Two astronomical entities define OA for me, Chiron the comet asteroid known in astrology as the wounded healer and the great planet Saturn who is described to have a limp and is a significator of our past karma.Both are dealing with physical challenges that never heal and yet they are highly spiritual and guiding and healing powers for others. If we are all mighty warrior souls, our super power is not physical strength it is the mental and emotional strength that is beyond the understanding of most healthy humans and it gives us the power of empathy, the power of understanding and the power of inner strength and patience. 

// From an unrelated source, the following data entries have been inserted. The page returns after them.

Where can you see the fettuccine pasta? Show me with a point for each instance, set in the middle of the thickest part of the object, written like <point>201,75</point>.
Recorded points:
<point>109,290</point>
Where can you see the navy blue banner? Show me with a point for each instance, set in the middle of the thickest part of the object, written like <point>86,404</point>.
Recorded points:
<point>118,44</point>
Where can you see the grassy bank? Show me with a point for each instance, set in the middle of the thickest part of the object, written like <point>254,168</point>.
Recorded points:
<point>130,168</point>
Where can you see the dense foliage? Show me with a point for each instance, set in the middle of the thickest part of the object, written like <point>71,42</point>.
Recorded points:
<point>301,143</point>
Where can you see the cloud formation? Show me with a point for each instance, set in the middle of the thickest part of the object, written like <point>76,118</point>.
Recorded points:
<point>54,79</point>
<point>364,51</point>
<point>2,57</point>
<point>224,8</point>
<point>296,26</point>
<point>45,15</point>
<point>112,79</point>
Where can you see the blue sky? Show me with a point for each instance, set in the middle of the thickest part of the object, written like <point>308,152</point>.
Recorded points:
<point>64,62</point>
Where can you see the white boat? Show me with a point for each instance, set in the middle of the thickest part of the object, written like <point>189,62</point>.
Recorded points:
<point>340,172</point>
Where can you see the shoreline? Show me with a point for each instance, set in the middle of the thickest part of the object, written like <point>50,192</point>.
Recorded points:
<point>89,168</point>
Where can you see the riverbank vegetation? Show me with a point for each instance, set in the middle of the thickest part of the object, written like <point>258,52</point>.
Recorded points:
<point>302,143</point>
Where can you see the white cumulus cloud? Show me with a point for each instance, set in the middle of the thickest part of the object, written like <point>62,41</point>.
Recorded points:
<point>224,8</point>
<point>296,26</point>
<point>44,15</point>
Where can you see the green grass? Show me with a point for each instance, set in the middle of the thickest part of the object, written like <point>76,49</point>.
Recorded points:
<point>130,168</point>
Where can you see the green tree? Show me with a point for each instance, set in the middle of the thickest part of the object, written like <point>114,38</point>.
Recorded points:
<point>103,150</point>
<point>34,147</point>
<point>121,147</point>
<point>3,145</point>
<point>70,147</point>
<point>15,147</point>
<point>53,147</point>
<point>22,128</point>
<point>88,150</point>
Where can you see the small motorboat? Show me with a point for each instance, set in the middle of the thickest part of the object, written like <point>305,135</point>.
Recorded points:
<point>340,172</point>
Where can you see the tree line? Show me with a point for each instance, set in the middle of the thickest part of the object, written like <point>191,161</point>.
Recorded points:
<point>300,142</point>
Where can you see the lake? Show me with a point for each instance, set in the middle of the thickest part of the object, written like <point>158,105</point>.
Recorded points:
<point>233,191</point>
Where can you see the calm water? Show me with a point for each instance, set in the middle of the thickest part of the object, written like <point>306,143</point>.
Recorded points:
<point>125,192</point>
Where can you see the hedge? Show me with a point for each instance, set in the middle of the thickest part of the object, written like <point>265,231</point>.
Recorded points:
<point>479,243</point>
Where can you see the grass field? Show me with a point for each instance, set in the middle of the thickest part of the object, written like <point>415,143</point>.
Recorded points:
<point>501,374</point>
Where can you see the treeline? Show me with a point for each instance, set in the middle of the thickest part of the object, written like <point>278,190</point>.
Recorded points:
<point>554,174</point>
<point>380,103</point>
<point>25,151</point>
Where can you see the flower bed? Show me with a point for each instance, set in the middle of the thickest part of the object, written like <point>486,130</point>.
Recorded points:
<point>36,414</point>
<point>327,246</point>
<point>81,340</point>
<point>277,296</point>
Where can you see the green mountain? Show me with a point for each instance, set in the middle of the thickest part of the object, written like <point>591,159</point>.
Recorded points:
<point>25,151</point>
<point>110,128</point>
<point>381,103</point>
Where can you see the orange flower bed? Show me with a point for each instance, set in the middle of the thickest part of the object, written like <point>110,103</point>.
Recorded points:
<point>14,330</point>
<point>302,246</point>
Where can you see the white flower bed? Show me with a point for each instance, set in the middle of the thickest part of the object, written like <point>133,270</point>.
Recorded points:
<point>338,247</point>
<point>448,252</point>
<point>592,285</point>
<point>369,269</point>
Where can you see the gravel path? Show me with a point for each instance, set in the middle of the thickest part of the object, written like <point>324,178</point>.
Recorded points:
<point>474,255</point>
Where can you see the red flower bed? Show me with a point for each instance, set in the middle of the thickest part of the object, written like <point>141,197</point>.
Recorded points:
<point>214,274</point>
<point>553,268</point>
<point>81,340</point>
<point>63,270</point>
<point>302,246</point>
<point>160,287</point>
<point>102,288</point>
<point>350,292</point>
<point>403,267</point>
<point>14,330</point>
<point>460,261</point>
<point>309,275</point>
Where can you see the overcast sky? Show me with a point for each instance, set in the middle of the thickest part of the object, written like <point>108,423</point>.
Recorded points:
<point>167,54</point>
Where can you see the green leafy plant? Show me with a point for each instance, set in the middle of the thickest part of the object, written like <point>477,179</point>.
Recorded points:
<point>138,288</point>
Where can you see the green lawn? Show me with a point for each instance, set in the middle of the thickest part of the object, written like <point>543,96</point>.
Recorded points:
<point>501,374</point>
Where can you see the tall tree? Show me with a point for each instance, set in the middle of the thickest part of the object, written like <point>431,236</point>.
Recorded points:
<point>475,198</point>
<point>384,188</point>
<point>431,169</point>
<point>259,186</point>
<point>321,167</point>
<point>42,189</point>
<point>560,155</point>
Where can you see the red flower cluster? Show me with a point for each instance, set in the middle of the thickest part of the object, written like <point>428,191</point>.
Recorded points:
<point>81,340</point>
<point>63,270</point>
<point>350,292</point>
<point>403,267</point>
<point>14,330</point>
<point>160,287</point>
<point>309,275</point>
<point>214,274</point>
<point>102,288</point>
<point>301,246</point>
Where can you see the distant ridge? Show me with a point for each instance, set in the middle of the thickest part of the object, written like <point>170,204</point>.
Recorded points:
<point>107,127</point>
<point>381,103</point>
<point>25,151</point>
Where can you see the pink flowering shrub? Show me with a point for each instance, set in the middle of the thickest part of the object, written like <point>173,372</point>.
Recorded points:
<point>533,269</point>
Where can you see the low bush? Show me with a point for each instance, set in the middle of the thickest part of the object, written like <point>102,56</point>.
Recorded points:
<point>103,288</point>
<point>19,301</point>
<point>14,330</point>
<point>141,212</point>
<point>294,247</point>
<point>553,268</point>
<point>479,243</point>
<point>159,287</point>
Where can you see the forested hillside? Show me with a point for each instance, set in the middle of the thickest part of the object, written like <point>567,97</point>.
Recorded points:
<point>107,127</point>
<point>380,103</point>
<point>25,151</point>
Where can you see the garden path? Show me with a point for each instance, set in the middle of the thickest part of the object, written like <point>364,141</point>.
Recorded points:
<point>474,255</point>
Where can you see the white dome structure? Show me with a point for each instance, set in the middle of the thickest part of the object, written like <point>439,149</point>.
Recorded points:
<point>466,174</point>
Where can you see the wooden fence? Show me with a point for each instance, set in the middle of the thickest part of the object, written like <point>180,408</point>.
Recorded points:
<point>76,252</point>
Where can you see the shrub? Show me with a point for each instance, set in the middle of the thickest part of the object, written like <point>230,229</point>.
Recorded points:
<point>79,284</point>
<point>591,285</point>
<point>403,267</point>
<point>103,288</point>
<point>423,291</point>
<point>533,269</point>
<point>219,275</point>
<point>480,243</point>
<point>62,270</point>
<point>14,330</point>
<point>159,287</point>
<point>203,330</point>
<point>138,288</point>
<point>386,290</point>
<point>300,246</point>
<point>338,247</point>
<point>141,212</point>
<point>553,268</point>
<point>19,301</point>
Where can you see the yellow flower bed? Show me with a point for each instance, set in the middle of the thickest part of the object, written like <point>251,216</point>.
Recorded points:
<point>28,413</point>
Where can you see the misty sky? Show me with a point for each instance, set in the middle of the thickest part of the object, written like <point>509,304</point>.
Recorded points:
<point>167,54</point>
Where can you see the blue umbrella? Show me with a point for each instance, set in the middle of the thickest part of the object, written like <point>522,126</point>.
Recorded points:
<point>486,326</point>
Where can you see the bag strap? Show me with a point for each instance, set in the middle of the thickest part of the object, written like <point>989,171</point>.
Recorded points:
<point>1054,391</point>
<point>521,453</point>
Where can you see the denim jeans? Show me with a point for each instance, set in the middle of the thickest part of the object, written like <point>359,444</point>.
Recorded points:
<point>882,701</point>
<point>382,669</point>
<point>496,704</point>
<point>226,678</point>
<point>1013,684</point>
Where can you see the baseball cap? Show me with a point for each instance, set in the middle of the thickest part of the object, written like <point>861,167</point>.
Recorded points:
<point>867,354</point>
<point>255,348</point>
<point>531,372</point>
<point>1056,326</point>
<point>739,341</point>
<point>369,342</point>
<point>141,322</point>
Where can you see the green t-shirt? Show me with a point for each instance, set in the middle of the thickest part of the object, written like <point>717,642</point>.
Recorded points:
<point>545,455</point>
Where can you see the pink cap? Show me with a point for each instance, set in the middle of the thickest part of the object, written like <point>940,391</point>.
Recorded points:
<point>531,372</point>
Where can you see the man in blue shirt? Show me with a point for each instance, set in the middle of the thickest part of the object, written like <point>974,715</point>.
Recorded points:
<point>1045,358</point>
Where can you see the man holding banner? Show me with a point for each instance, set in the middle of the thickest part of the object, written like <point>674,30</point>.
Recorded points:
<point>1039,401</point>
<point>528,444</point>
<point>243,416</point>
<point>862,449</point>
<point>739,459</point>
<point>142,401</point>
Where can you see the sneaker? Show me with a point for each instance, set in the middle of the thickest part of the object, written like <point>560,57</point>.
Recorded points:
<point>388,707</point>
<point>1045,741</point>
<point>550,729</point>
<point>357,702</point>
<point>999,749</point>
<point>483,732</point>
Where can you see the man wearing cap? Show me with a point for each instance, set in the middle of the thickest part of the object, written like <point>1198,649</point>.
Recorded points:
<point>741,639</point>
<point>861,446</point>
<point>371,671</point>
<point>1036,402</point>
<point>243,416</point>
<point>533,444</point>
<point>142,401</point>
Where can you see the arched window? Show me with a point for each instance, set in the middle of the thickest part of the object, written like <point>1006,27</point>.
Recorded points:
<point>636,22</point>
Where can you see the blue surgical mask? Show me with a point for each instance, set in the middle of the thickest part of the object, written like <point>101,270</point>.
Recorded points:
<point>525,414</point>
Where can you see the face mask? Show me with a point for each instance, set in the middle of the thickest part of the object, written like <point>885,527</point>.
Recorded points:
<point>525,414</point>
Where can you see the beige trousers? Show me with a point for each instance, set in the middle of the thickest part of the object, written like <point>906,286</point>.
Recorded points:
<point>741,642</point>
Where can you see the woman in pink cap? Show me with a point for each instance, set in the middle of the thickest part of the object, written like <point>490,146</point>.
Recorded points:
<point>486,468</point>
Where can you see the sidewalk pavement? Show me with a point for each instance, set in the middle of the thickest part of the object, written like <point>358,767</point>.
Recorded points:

To all you OA warriors out there, I salute your bravery and strength of character, wear your badge of honor with pride, take care of yourself, take your meds, do those exercises, rest when you must, but stop explaining, not everyone can go through life with this challenge. Stop frantically searching for a miracle cure, spending thousands on supplements and quick fix solutions. It is not that we stop praying for a cure, I do hope there is a cheaper, painless, non surgical cure for OA somewhere, but stop the desperation and subsequent despair running after these solutions. Understand the deeper meaning of this challenge in life, I know it is not easy, days when you will feel down in the dumps, just be, don’t rush, you are human. Just never forget that you are a living example of tolerance and endurance, give yourself credit. You are your priority, do not expect others to make arrangements for your comfort, demand and state your needs out loud and clear, treat yourself with the gentleness and VVIP status that you deserve. And so share your experiences with me and others, let people draw inspiration from you.